The queue is one of the fundamental data structures of multithreaded programming. It is often used for message-passing between systems and/or threads, commonly for event handling, task pools, or other types of work queues. In multithreaded environments, it is extremely important that these queues are performant under high thread contention, and are thus lock-free.
Most lock-free queue designs internally use a linked-list of dynamically-allocated nodes to store their data. However, dynamic memory allocations are slow, as is pointer-hopping through memory from one node to the next. This series of blog posts will discuss how to write an efficient lock-free queue, utilizing a simple array as a circular buffer for fast data access. It will support multiple producer and consumer threads, as well as threads waiting for data to pop or room to push. Part I of this blog series will focus on the simplest case, a single-producer single-consumer (SPSC) lock-free queue.

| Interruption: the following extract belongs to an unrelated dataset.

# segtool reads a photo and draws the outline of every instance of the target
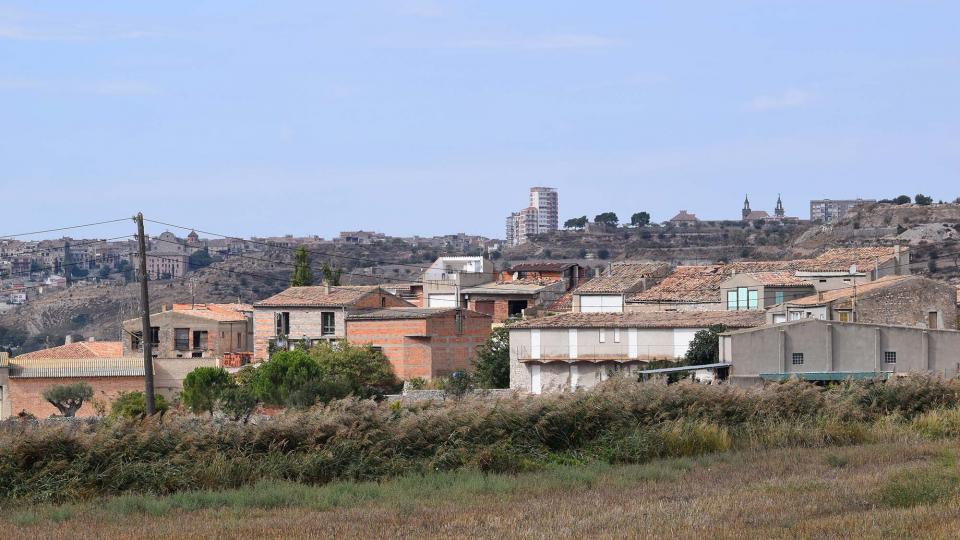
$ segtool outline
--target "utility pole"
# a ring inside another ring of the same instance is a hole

Queue Class Policies and Members
We'll control the behavior of our Queue
class with two separate template variables: what type of threading to use (ThreadsPolicy
) and what types of waiting to support (WaitPolicy
). Their definitions and the Queue
class declaration are below, where NoWaits
is chosen as the default WaitPolicy
:
//POLICIES
//E.g. MPSC: Multiple Producers, Single Consumer
enum class ThreadsPolicy
{
SPSC = 0, SPMC, MPSC, MPMC
};
enum class WaitPolicy
{
NoWaits = 0, PushAwait, PopAwait, BothAwait
};
//CLASS DECLARATION
template <typename DataType, ThreadsPolicy Threading,
WaitPolicy Waiting = WaitPolicy::NoWaits>
class Queue;
The SPSC queue case is so much simpler than the others that even its class member variables are different. Thus we'll fully-specialize the templated Queue
class definition for the SPSC case. The class member variables needed are shown below:
template <typename DataType, WaitPolicy Waiting>
class Queue<DataType, ThreadsPolicy::SPSC, Waiting>
{
//...
private:
//STATIC MEMBERS
static constexpr auto sAlign = std::hardware_destructive_interference_size;
//OVER-ALIGNED MEMBERS
alignas(sAlign) std::atomic<int> mPushIndex;
alignas(sAlign) std::atomic<int> mPopIndex;
alignas(sAlign) std::atomic<int> mSize = 0;
alignas(sAlign) std::byte* mStorage = nullptr; //Object Memory
//DEFAULT-ALIGNED MEMBERS
//Not over-aligned as neither these nor the mStorage pointer change
int mCapacity = 0;
int mIndexEnd; //at this, we need to wrap indices around to zero
};
As we push/pop DataType
objects into/from the queue, we will create/destroy them in the mStorage
byte array. The mPushIndex
and mPopIndex
variables indicate where in the mStorage
array the next push or pop should occur. Both these and the mSize
variables are atomic because they need to be accessible by multiple threads.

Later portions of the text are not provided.